Why Github Can Open-Source Their Libraries

November 01, 2009 📬 Get My Weekly Newsletter

One thing I love about Github is that they open-source a lot of their internal tools that power the site. What's interesting is that, unlike SourceForge, they open source little bits and pieces; tiny libraries that do one specific thing. These things are supremely useful (I use Grit and Jekyll quite often).

This is a huge benefit to them; their products become higher-quality through contribution, and their talent-pool increases due to their contribution to the community; they are positioned as a technical leader and social force in the development community. I've often wondered why more companies don't do this and what's really involved?

There are three main hurdles to overcome in order to do this:

  • Usefulness - do you have code that someone will find useful?
  • Legalish - are you comfortable giving away some part of your company's intellectual property?
  • Technical - does your technical infrastructure support extraction, collaboration, and re-integration?


I think comparing Github to Sourceforge makes this point very clear.
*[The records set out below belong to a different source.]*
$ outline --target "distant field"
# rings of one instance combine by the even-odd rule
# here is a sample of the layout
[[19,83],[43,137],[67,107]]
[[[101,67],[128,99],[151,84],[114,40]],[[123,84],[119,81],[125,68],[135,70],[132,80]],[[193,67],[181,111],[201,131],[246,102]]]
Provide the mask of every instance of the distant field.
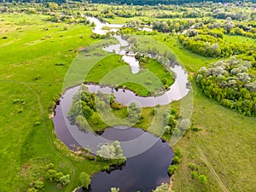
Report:
[[[115,18],[113,22],[151,19],[148,14],[133,19]],[[61,93],[65,74],[78,49],[97,40],[90,38],[90,26],[53,23],[45,21],[47,18],[39,15],[1,14],[1,191],[25,191],[31,183],[44,176],[45,165],[52,162],[57,171],[71,174],[71,183],[62,189],[70,192],[79,185],[81,172],[92,174],[106,165],[81,160],[68,152],[52,134],[54,125],[49,119],[49,108]],[[184,49],[176,36],[159,33],[148,38],[168,46],[189,73],[196,73],[217,61]],[[240,36],[225,36],[225,39],[255,44],[254,39]],[[109,58],[106,60],[109,61]],[[96,80],[96,77],[90,78]],[[183,157],[174,177],[173,189],[215,192],[226,188],[228,191],[254,191],[256,119],[243,117],[206,97],[195,82],[192,87],[192,127],[201,131],[188,131],[174,147],[182,149]],[[180,102],[172,103],[172,107],[179,105]],[[145,109],[145,115],[150,113],[150,108]],[[146,130],[148,125],[143,125]],[[191,162],[199,166],[200,174],[207,177],[206,185],[191,178],[188,166]],[[55,185],[45,181],[45,191],[59,191]]]
[[132,74],[129,65],[121,57],[118,55],[106,57],[91,69],[85,81],[113,85],[120,84],[143,96],[165,90],[161,82],[164,79],[167,79],[168,86],[173,83],[172,75],[165,71],[164,67],[156,61],[150,60],[144,64],[140,73]]

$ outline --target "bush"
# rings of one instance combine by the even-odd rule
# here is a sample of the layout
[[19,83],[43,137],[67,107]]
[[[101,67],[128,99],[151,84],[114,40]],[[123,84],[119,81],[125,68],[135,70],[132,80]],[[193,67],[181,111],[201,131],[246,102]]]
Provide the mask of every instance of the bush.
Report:
[[48,170],[53,169],[55,167],[55,165],[53,163],[49,163],[49,164],[47,164],[45,167]]
[[189,167],[192,170],[198,170],[198,166],[196,166],[195,163],[189,163]]
[[90,183],[90,176],[86,172],[81,172],[79,176],[80,183],[83,188],[88,189]]
[[177,155],[174,155],[172,158],[172,164],[179,164],[181,162],[181,159]]
[[177,165],[172,165],[168,167],[169,175],[173,175],[174,172],[177,170]]
[[55,170],[50,169],[46,172],[46,178],[50,182],[53,182],[56,173],[57,172]]
[[70,175],[67,174],[67,175],[65,175],[65,176],[62,176],[61,178],[60,178],[60,182],[62,185],[67,185],[70,183]]
[[180,148],[177,148],[174,151],[175,155],[178,156],[179,158],[183,157],[183,154],[181,152]]
[[26,192],[38,192],[38,190],[34,189],[34,188],[31,188],[31,189],[28,189]]
[[192,171],[191,172],[191,177],[195,178],[197,177],[197,172]]
[[192,131],[199,131],[200,129],[199,129],[198,127],[193,127],[193,128],[192,128]]
[[35,187],[36,189],[43,189],[43,188],[44,188],[44,182],[36,181],[34,187]]
[[119,188],[111,188],[111,192],[119,192]]
[[61,182],[61,177],[62,177],[64,175],[62,172],[57,172],[55,175],[55,181],[56,183],[60,183]]

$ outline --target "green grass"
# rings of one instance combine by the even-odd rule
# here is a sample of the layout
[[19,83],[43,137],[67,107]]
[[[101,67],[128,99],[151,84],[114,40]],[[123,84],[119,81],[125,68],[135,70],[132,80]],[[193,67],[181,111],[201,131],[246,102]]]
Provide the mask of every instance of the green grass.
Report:
[[[71,174],[71,183],[62,191],[72,191],[79,184],[80,172],[91,174],[104,164],[81,160],[68,152],[55,139],[49,113],[76,49],[95,42],[90,28],[73,25],[63,31],[66,24],[45,22],[42,15],[2,14],[1,19],[0,37],[8,37],[0,40],[1,191],[24,191],[45,176],[49,162]],[[45,36],[51,38],[41,40]],[[14,104],[17,99],[20,102]],[[34,125],[38,121],[41,125]],[[45,191],[59,191],[55,185],[45,181]]]
[[102,84],[125,85],[139,96],[156,95],[164,90],[162,79],[170,86],[173,83],[172,74],[156,61],[150,59],[141,72],[132,74],[128,64],[120,55],[112,55],[98,62],[86,76],[86,82]]
[[[216,178],[201,159],[196,143],[229,191],[253,191],[256,172],[255,118],[244,117],[206,97],[194,84],[192,127],[177,144],[183,158],[175,176],[175,191],[222,191]],[[200,166],[208,183],[192,179],[188,164]]]
[[[233,36],[230,37],[230,38]],[[240,37],[239,37],[240,38]],[[164,40],[189,72],[196,72],[215,60],[201,57],[179,48],[175,37]],[[234,38],[236,39],[236,38]],[[244,117],[219,105],[205,96],[194,83],[192,127],[201,129],[199,132],[190,130],[175,148],[182,148],[183,157],[175,175],[175,191],[222,191],[216,177],[202,160],[198,147],[229,191],[253,191],[256,185],[255,148],[256,119]],[[178,107],[180,102],[173,103]],[[195,163],[198,172],[208,178],[206,185],[192,179],[189,163]]]
[[[91,174],[104,166],[78,159],[70,153],[56,140],[52,133],[52,120],[49,119],[49,108],[61,92],[64,76],[77,55],[77,49],[96,40],[90,38],[90,28],[83,25],[68,26],[65,31],[63,26],[67,24],[45,22],[43,20],[45,19],[46,16],[42,15],[1,14],[3,20],[0,21],[1,191],[24,191],[30,183],[44,176],[45,165],[52,162],[59,172],[71,174],[72,183],[62,189],[69,192],[79,186],[81,172]],[[181,48],[176,37],[159,34],[150,38],[168,46],[189,72],[196,72],[202,66],[215,61]],[[243,38],[226,37],[228,41]],[[248,42],[253,44],[250,39]],[[55,66],[55,63],[65,65]],[[129,67],[124,67],[128,72]],[[75,76],[72,78],[75,79]],[[220,106],[206,97],[195,84],[193,84],[193,91],[192,126],[201,131],[188,131],[175,146],[182,148],[183,157],[175,175],[173,189],[222,190],[202,160],[197,144],[229,191],[253,191],[256,189],[255,118],[243,117]],[[14,104],[17,99],[20,102]],[[175,102],[172,106],[178,108],[179,104]],[[161,107],[158,110],[165,108]],[[149,116],[150,110],[145,109],[144,113]],[[41,125],[35,125],[38,121]],[[160,122],[160,119],[156,119],[155,125]],[[160,131],[150,119],[142,128],[156,134]],[[206,185],[191,178],[189,162],[197,164],[200,174],[207,177]],[[59,189],[55,184],[45,181],[45,191]]]

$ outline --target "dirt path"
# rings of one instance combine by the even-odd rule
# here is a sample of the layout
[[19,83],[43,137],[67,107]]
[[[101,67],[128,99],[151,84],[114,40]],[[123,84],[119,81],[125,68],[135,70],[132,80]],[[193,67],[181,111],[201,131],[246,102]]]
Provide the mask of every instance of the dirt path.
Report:
[[229,190],[226,189],[226,187],[224,186],[224,184],[223,183],[222,180],[219,178],[219,177],[218,176],[218,174],[216,173],[216,172],[214,171],[213,167],[212,166],[212,165],[209,163],[209,161],[207,160],[207,157],[205,156],[204,153],[202,152],[201,148],[199,147],[195,138],[194,138],[195,146],[197,148],[197,150],[200,154],[201,159],[202,161],[205,162],[205,164],[207,166],[207,167],[209,168],[209,170],[211,171],[211,172],[212,173],[212,175],[214,176],[214,177],[216,178],[217,182],[218,183],[219,186],[221,187],[221,189],[223,189],[223,191],[224,192],[229,192]]

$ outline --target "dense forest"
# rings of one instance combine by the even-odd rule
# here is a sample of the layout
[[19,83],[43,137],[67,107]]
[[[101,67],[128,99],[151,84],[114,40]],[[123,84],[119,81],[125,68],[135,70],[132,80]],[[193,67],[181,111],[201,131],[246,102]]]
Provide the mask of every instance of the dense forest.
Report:
[[[13,2],[13,0],[0,0],[2,2]],[[16,2],[55,2],[58,3],[67,3],[67,0],[16,0]],[[78,2],[83,2],[83,0],[78,0]],[[90,3],[115,3],[115,4],[134,4],[134,5],[156,5],[156,4],[183,4],[191,3],[201,3],[201,2],[214,2],[214,3],[239,3],[239,2],[253,2],[256,3],[256,0],[90,0]]]

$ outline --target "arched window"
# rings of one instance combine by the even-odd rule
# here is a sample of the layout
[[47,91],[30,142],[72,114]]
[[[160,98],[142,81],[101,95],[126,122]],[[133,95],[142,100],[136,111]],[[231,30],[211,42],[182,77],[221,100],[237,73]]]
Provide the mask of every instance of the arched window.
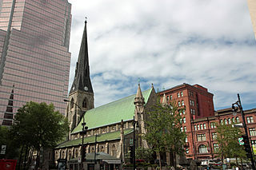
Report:
[[112,152],[111,154],[113,156],[116,157],[117,156],[117,149],[115,148],[115,145],[112,145]]
[[70,109],[74,108],[74,98],[71,99],[70,101]]
[[102,147],[101,147],[101,152],[104,152],[104,146],[102,146]]
[[85,98],[82,101],[82,107],[83,108],[87,108],[87,101],[86,98]]
[[208,150],[207,148],[206,147],[206,145],[202,144],[198,147],[198,152],[199,153],[207,153]]

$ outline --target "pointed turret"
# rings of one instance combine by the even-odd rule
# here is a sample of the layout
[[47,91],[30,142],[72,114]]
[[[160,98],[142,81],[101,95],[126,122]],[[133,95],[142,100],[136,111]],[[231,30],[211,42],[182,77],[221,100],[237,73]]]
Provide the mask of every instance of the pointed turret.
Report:
[[145,104],[144,97],[142,96],[140,84],[138,84],[136,97],[134,98],[134,105],[143,105],[144,104]]
[[70,94],[78,90],[94,93],[90,78],[86,24],[87,21],[85,22],[78,60],[75,69],[75,76]]

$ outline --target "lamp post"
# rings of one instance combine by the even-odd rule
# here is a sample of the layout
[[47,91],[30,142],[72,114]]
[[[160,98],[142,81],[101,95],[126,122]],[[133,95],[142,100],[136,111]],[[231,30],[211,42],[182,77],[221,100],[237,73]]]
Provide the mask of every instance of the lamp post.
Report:
[[[241,104],[241,101],[240,101],[240,95],[239,93],[238,94],[238,100],[232,104],[232,111],[233,111],[233,114],[235,116],[238,111],[238,108],[236,108],[234,105],[237,105],[239,109],[240,109],[240,113],[241,113],[241,116],[242,116],[242,124],[243,124],[243,128],[245,129],[245,132],[246,132],[246,136],[247,137],[247,139],[249,139],[249,136],[248,136],[248,132],[247,132],[247,125],[246,124],[246,119],[245,119],[245,115],[242,110],[242,104]],[[250,161],[251,161],[251,166],[252,168],[254,170],[255,170],[255,164],[254,164],[254,156],[253,153],[251,152],[251,147],[250,144]]]
[[63,100],[64,101],[66,102],[70,102],[70,103],[73,103],[76,106],[78,106],[78,108],[80,109],[81,113],[82,113],[82,148],[81,148],[81,152],[80,152],[80,155],[81,155],[81,164],[80,164],[80,168],[82,170],[82,167],[83,167],[83,161],[84,161],[84,157],[83,156],[86,155],[84,154],[85,152],[85,150],[84,150],[84,144],[83,144],[83,138],[84,138],[84,134],[85,132],[86,132],[86,129],[88,128],[87,126],[86,126],[86,123],[85,122],[85,117],[84,117],[84,115],[86,113],[83,113],[82,109],[80,108],[80,106],[74,103],[74,102],[71,102],[69,100],[66,100],[66,99],[64,99]]
[[135,162],[135,160],[136,160],[136,159],[135,159],[135,130],[136,130],[136,128],[135,128],[135,126],[137,125],[137,128],[138,128],[138,121],[135,121],[135,118],[134,118],[134,152],[133,152],[133,154],[134,154],[134,160],[133,160],[133,163],[134,163],[134,170],[135,170],[136,169],[136,162]]

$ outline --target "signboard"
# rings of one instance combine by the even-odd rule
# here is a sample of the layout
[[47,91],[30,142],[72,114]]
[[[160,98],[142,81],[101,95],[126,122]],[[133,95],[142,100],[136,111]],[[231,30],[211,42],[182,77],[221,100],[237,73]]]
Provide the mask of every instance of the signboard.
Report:
[[239,137],[238,138],[238,142],[240,145],[244,145],[245,142],[243,141],[243,138],[242,137]]

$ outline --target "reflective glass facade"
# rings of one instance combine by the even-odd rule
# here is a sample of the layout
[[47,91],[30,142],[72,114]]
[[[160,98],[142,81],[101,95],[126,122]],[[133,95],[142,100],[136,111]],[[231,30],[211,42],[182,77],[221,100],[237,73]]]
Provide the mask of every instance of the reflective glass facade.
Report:
[[65,113],[70,53],[67,0],[0,0],[0,125],[26,102]]

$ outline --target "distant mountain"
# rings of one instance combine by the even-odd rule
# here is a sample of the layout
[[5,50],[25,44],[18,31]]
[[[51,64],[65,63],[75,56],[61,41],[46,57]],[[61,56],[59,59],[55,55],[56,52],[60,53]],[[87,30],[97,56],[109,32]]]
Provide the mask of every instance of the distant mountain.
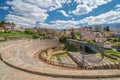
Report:
[[[96,25],[91,25],[92,27],[95,27]],[[105,27],[105,26],[109,26],[110,30],[120,30],[120,23],[116,23],[116,24],[101,24],[98,25],[101,27]]]

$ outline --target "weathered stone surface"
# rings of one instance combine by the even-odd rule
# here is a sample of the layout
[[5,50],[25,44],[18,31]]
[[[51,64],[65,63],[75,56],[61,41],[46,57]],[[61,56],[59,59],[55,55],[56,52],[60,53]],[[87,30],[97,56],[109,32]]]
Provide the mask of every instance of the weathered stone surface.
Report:
[[[79,78],[83,78],[83,77],[84,78],[97,77],[97,76],[114,77],[116,75],[120,75],[120,70],[118,69],[72,70],[72,69],[63,69],[60,67],[51,66],[42,62],[41,60],[36,62],[36,60],[33,58],[33,55],[38,50],[43,50],[43,49],[47,49],[48,47],[51,47],[51,44],[49,43],[48,45],[46,41],[31,40],[30,42],[28,42],[26,40],[20,40],[17,42],[16,41],[10,43],[6,42],[4,44],[5,45],[7,44],[8,46],[5,46],[4,48],[0,49],[0,52],[2,52],[1,57],[3,59],[3,61],[0,61],[0,80],[79,80]],[[52,46],[55,45],[52,44]],[[25,70],[20,70],[19,68]],[[35,74],[32,71],[37,73]],[[45,76],[45,74],[49,74],[49,75]],[[78,79],[73,77],[77,77]],[[115,80],[117,79],[119,80],[119,78],[116,78]],[[96,80],[96,79],[91,79],[91,80]]]

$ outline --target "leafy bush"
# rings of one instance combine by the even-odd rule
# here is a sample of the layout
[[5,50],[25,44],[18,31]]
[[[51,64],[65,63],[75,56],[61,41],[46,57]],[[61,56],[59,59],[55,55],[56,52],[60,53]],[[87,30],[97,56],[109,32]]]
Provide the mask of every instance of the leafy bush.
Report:
[[39,38],[39,35],[33,35],[32,38],[33,38],[33,39],[38,39],[38,38]]
[[34,31],[33,31],[33,30],[30,30],[30,29],[27,29],[27,30],[25,30],[25,33],[26,33],[26,34],[33,34]]

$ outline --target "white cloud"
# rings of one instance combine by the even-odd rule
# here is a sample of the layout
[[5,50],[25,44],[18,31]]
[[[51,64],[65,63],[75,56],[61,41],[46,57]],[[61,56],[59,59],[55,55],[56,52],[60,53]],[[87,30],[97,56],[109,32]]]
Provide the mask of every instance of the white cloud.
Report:
[[8,6],[0,6],[0,9],[3,9],[3,10],[8,10],[9,9],[9,7]]
[[88,25],[120,23],[120,11],[111,10],[98,16],[90,16],[79,21]]
[[58,12],[62,13],[66,17],[69,17],[69,15],[65,11],[63,11],[63,10],[59,10]]
[[116,7],[116,8],[120,8],[120,4],[116,5],[115,7]]
[[[38,21],[44,22],[49,16],[47,14],[47,10],[41,9],[40,7],[30,3],[25,3],[23,0],[8,1],[7,4],[12,6],[12,11],[6,16],[6,20],[12,21],[15,24],[35,25]],[[21,19],[23,21],[21,21]]]
[[68,4],[71,0],[24,0],[27,3],[34,4],[49,11],[62,7],[62,4]]
[[78,4],[76,10],[72,11],[75,15],[82,15],[91,12],[93,9],[98,8],[98,6],[107,4],[112,0],[75,0]]

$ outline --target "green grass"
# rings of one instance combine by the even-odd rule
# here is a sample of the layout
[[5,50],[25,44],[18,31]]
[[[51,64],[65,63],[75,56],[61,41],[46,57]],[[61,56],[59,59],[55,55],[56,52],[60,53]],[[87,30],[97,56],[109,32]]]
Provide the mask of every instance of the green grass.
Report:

While SourceForge does more than, say, BERT, it's just a big huge all-or-nothing proposition; Github has extracted small parts of their infrastructure useful outside the realm of "software project hosting", resulting in many useful, fine-grained libraries.


The issue here is essentially to determine if the gains achieved by open-sourcing some of your code are greater than the competitive advantage lost by doing so. Again, the ability to extract small, focused, and useful pieces of functionality is key. Github isn't open-sourcing their entire infrastructure; just the parts that are really useful and not incidental to their success (though one may argue that their IP has nothing to do with their success).


Here's where things get interesting. Extracting a small, useful piece of technology from your application, without revealing any trade secrets or other IP can be a challenging task. Add to that the infrastructure needed to manage and incorporate contributions, and your technical infrastructure could be the main barrier to interacting with the community (and not the lawyers!).

My company struggles with this daily, as our tools were just not designed to make extraction and management of dependencies easy. Our problem is almost entirely based on tooling and technology choice (which I'll get into in a further post).


The advantages to open-sourcing some of your code are obvious: you can improve the quality of your codebase while improving your standing in the community (which enahnces your ability to attract top-talent). You just need to make sure your technical infrastructure is built for it, and that the lines of communication between the development staff and the legal staff are clear and functional.

That Github routinely open-sources bits of their code speaks volumes to the choices they've made as an organization, as well as their technical prowess.